第十二章 反乱軍に勝利
「舒貴妃、この宮が小王子のこと心配してるって、どこ見てそう思うの?」 ローレンは宮廷の女たちのゴタゴタは嫌いだけど、わからないわけじゃない。舒貴妃のちっちゃい考えなんて、一目瞭然なんだから。
「女官たちが勘違いしてるんです。皇后様が不機嫌なのを見て、皇后様と小王子はずっと仲良しだったのを思い出し、皇后様が小王子のことを心配してるんだと早合点しちゃっただけのことですよ!女官たちは無知なんです!」
なんか、めちゃくちゃ喋るじゃん。ローレン、今まで気づかなかったな。
「この宮が不機嫌で小王子のことを心配してる? そんなわけないでしょ。心配するのはハーバートだけよ。あたし、子供の頃から小王子と仲良しだったけど、ハーバートに嫁いでからは、ハーバートと小王子の友情を支えてるだけ。それ以外、何もないわよ。舒貴妃、まるでこの宮の名声を貶めようとしてるみたいじゃない?」
ローレンの冷たい視線が、舒貴妃に突き刺さる。舒貴妃は震えてる。「皇后様、誤解です!女官はそんなこと、決して!どうか、ハーバート様、お見通しください!」
ローレンは、舒貴妃がお喋りなだけじゃなく、後ろ盾を見つけるのも得意だってことに気づいた。ローレンはソファーに寄りかかって、ハーバートを見つめた。
ハーバートは顔色が暗くて重いけど、表面には何も出さない。「皇后が小王子のことを心配していないなら、そのスープを飲め。御医様は、補血と肉芽形成に効果があるって言ってたぞ。ちょっと味が濃いけど、皇后の体にはすごく良いんだ。」
ローレンは苦笑した。スープを飲まなかったら、小王子のことを心配してるってこと? あからさまに、押し付けてるじゃん!
ローレンは、黒くて嫌なスープを見て、蘇錦から受け取った。歯を食いしばって、全部飲み干す。蘇錦はすぐに、口をすすぐためのお茶と、甘いお菓子を持ってきてくれた。

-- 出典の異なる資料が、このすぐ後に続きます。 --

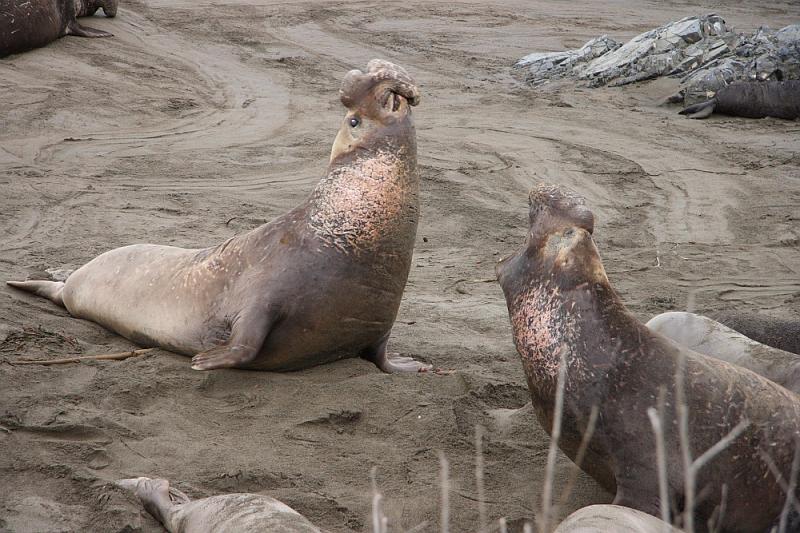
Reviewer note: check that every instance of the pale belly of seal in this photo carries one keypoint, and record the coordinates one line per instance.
(162, 296)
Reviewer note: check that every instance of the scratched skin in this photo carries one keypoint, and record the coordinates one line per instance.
(320, 283)
(560, 301)
(225, 513)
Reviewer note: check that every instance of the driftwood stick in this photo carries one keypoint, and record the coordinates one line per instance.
(100, 357)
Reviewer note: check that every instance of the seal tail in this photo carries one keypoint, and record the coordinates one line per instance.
(701, 110)
(157, 497)
(52, 290)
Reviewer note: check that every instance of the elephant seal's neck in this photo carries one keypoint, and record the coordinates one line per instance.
(367, 201)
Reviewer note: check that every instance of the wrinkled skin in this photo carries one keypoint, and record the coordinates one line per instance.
(560, 301)
(225, 513)
(709, 337)
(320, 283)
(28, 24)
(779, 99)
(612, 518)
(781, 333)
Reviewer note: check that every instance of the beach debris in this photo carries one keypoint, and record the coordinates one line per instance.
(701, 51)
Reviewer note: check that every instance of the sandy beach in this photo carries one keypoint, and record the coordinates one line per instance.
(200, 120)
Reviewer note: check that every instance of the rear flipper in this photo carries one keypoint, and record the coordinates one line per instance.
(701, 110)
(52, 290)
(158, 498)
(83, 31)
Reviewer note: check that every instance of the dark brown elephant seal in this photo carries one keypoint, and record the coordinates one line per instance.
(752, 99)
(781, 333)
(28, 24)
(709, 337)
(560, 301)
(225, 513)
(320, 283)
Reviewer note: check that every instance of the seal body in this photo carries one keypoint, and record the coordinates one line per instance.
(781, 333)
(561, 304)
(28, 24)
(320, 283)
(709, 337)
(226, 513)
(612, 518)
(779, 99)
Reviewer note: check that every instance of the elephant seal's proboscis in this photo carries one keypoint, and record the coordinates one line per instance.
(320, 283)
(562, 305)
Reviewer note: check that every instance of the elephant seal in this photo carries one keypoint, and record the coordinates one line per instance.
(779, 99)
(29, 24)
(320, 283)
(222, 513)
(612, 518)
(709, 337)
(561, 304)
(781, 333)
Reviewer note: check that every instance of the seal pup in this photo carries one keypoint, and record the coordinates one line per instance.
(781, 333)
(779, 99)
(612, 518)
(709, 337)
(29, 24)
(561, 304)
(223, 513)
(320, 283)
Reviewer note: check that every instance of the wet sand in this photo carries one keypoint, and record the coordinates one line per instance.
(198, 121)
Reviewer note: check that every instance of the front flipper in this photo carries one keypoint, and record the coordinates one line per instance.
(701, 110)
(247, 336)
(83, 31)
(393, 363)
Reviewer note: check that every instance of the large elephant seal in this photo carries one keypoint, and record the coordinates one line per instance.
(561, 304)
(219, 514)
(709, 337)
(779, 99)
(612, 519)
(320, 283)
(781, 333)
(28, 24)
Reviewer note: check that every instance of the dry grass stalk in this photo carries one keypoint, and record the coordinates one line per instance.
(479, 485)
(579, 457)
(378, 520)
(656, 416)
(787, 506)
(552, 453)
(692, 467)
(444, 481)
(119, 356)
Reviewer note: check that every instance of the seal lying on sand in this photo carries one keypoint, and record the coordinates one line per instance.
(320, 283)
(709, 337)
(779, 99)
(612, 518)
(781, 333)
(224, 513)
(561, 303)
(33, 23)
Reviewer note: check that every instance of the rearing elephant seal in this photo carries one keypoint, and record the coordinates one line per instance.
(779, 99)
(559, 299)
(320, 283)
(27, 24)
(234, 513)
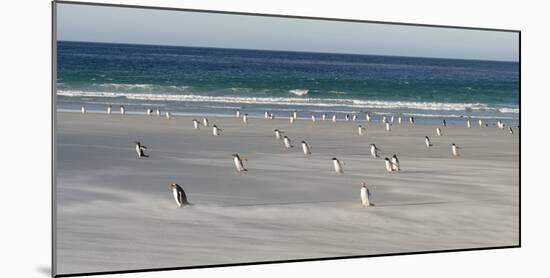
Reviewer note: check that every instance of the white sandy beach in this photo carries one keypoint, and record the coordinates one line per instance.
(116, 212)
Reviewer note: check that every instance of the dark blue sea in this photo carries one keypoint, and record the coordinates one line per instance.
(194, 80)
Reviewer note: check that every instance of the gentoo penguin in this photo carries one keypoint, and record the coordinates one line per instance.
(455, 148)
(361, 130)
(306, 148)
(427, 141)
(365, 196)
(374, 151)
(179, 195)
(287, 143)
(196, 124)
(238, 163)
(139, 150)
(277, 133)
(395, 163)
(216, 131)
(337, 166)
(389, 166)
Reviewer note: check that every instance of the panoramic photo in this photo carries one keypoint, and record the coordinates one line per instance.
(186, 138)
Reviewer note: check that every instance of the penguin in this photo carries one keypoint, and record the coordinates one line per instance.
(139, 150)
(278, 133)
(216, 131)
(395, 163)
(427, 141)
(179, 195)
(361, 130)
(306, 148)
(455, 148)
(287, 142)
(389, 167)
(337, 166)
(365, 196)
(196, 124)
(239, 163)
(374, 151)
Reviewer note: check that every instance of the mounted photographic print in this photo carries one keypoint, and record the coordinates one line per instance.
(187, 138)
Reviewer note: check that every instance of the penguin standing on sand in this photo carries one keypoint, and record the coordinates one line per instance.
(196, 124)
(395, 163)
(438, 131)
(179, 195)
(454, 149)
(216, 131)
(337, 166)
(365, 196)
(389, 167)
(361, 130)
(140, 150)
(427, 141)
(306, 148)
(278, 134)
(287, 143)
(374, 151)
(238, 163)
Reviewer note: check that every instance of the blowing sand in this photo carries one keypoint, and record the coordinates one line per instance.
(116, 212)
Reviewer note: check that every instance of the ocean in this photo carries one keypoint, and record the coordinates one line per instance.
(216, 81)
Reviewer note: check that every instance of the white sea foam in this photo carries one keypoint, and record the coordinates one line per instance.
(314, 102)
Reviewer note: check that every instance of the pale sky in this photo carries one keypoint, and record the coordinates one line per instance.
(181, 28)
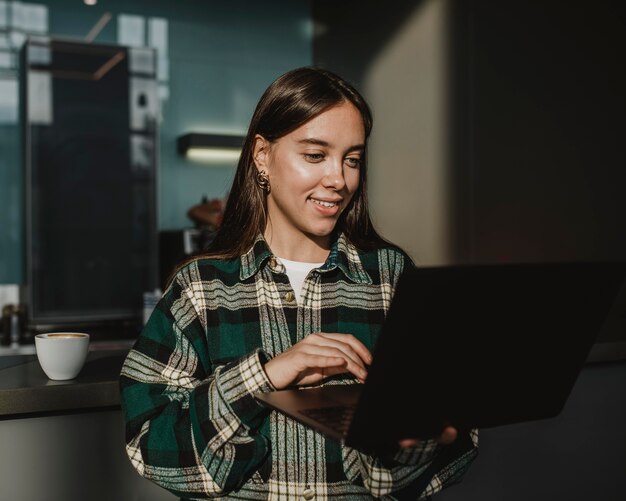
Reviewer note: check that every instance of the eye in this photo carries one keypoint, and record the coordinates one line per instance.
(314, 157)
(353, 162)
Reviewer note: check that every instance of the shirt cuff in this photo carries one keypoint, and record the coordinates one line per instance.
(239, 381)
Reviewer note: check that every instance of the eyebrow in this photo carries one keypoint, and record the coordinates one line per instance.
(321, 142)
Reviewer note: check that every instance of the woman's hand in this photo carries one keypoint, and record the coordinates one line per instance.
(317, 357)
(447, 436)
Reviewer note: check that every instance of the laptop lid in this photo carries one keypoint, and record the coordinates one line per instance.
(478, 346)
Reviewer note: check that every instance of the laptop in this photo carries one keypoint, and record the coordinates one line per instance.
(475, 346)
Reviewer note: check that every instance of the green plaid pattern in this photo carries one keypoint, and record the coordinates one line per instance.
(187, 386)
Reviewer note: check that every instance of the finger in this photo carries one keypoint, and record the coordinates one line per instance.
(448, 435)
(314, 351)
(348, 344)
(408, 442)
(355, 344)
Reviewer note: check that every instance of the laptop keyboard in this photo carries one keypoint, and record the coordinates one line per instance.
(337, 417)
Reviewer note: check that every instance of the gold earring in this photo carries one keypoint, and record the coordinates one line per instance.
(263, 180)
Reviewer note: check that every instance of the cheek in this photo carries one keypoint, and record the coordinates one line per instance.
(353, 179)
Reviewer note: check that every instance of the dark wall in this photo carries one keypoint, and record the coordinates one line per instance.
(537, 139)
(545, 157)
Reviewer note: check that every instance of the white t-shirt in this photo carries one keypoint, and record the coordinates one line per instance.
(297, 272)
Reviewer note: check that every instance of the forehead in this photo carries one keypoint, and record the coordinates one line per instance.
(339, 124)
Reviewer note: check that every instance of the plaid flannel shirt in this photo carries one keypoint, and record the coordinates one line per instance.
(192, 423)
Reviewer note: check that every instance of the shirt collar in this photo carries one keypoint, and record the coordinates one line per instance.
(343, 255)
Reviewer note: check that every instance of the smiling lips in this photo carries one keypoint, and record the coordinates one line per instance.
(325, 203)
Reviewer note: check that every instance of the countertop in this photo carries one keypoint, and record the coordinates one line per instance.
(26, 391)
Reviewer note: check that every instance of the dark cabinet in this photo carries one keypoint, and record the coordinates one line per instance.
(89, 115)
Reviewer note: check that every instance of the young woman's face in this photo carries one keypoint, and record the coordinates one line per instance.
(313, 173)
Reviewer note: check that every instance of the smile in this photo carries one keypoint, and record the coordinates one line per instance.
(324, 204)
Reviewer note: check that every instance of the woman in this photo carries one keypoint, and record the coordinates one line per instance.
(293, 292)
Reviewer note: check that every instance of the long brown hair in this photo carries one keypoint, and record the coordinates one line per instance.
(290, 101)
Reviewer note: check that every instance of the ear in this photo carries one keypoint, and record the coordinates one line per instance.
(260, 152)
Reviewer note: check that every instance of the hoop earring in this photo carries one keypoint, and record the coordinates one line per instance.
(263, 180)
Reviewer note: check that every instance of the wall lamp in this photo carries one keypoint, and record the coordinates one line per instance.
(210, 147)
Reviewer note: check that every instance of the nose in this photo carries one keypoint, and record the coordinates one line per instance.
(333, 175)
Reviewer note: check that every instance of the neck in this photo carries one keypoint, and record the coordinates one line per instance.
(301, 247)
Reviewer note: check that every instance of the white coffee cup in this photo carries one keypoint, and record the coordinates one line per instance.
(62, 354)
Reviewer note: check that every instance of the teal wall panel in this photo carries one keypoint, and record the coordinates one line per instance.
(222, 56)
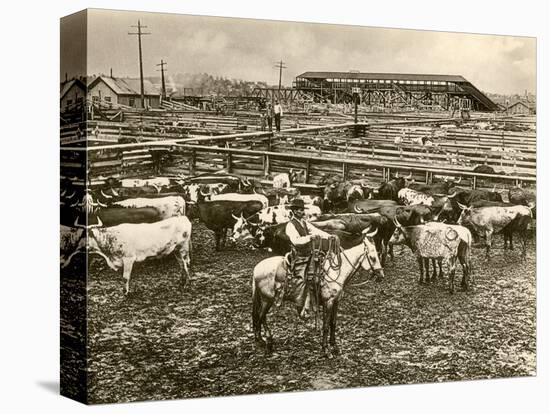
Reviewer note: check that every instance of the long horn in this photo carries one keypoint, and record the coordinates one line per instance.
(373, 233)
(105, 195)
(397, 224)
(78, 225)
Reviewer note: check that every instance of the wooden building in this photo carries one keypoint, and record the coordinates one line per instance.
(106, 90)
(393, 90)
(72, 94)
(521, 108)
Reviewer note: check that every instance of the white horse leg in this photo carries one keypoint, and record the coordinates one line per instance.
(126, 273)
(332, 340)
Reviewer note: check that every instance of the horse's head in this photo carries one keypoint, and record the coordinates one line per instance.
(371, 260)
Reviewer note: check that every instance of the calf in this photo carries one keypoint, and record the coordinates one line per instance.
(436, 241)
(123, 245)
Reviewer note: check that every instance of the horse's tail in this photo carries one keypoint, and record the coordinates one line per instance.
(256, 306)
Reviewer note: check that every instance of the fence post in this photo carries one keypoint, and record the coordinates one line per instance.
(192, 162)
(228, 160)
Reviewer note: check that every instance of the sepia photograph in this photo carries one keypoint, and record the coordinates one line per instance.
(254, 206)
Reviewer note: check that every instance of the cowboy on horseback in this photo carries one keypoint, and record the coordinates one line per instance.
(303, 236)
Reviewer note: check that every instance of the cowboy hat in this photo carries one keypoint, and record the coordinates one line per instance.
(296, 203)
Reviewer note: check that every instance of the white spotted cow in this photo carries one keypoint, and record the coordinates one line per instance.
(125, 244)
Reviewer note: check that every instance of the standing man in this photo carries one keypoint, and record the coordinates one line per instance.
(278, 110)
(301, 234)
(269, 116)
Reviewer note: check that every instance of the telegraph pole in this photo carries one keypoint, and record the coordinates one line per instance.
(281, 66)
(139, 34)
(161, 64)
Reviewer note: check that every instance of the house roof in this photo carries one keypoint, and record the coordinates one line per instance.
(126, 86)
(66, 86)
(384, 76)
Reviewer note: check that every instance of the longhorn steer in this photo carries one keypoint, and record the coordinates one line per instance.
(167, 206)
(123, 245)
(390, 189)
(487, 221)
(220, 215)
(71, 241)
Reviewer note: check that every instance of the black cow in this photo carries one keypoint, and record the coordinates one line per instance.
(441, 187)
(368, 206)
(389, 189)
(274, 238)
(220, 215)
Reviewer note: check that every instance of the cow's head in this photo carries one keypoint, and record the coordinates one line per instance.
(354, 192)
(371, 261)
(442, 206)
(465, 215)
(88, 204)
(241, 229)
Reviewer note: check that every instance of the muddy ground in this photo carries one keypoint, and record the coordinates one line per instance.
(162, 343)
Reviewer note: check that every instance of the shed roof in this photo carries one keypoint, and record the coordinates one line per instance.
(126, 86)
(384, 76)
(66, 86)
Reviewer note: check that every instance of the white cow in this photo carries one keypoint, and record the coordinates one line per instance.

舒貴妃はまだ地面に跪いたまま、頭も上げられない。ローレンは舒貴妃を立たせようとしないし、ハーバートも何も言わない。舒貴妃は長い時間跪いてて、ちょっとも立てない。「皇后様、女官は二度と余計なことは言いません。どうかお許しください。」
「舒貴妃、あなたの父親と兄弟が小王子の反逆を報告したって聞いたわ。罰するべきじゃなかったわね。立つのを忘れてたわ。さあ、立って!」 ローレンは軽く言った。
舒貴妃の顔が真っ白になった。「皇后様、ご明察です!父と兄弟は小王子を狙ったんじゃなく、小王子の運を食べて、小王子の心配事を引き受けてるんです。父と兄弟は一心同体で、ハーバート様の心配事を分かち合ってるだけで、他の考えなんて、少しもありません!」
「いつ、あたしがあなたの父親と兄弟が小王子に逆らったって言ったの? あなたの父親と兄弟は当然、ハーバート様の心配事を分かち合うべきでしょ。これについて褒めてほしいの? それとも、すぐにあなたを次の皇后の座に据えようか?」
舒貴妃はもう立ってて、これを聞いて地面に平伏した。「女官は冤罪です!女官は、決してそんな考えを持ったことなど…女官は…」
「まあまあ、ちょっとしたことじゃないか。騒ぎすぎだよ。後宮で皇后がこんなに女官たちとやり合ってるとは知らなかったな!」 ハーバートは疲れたように手を振って、舒貴妃に退くように促した。
舒貴妃は助かりたい一心で、急いでビーズのカーテンから出て行った。
ローレンは彼を横目で見たら、彼はすごいって言ってた? ローレンは、ハーバートがわざと舒貴妃を守ってるんだと思った!
「ハーバート様…」 何人かの官僚がビーズのカーテンの外で低い声で跪いた。
ハーバートはビーズのカーテンを持ち上げて出て行った。「言え!」
「ハーバート様、宮廷の外からの報告です。反逆者たちは、すべて勝利しました!」
「よし、宴会を開け。今夜は功績のある家臣たちを祝いたい!」 ハーバートの顔は笑顔で輝いていた。彼は少しローレンを見て、ローレンは全身が冷たくなるのを感じた。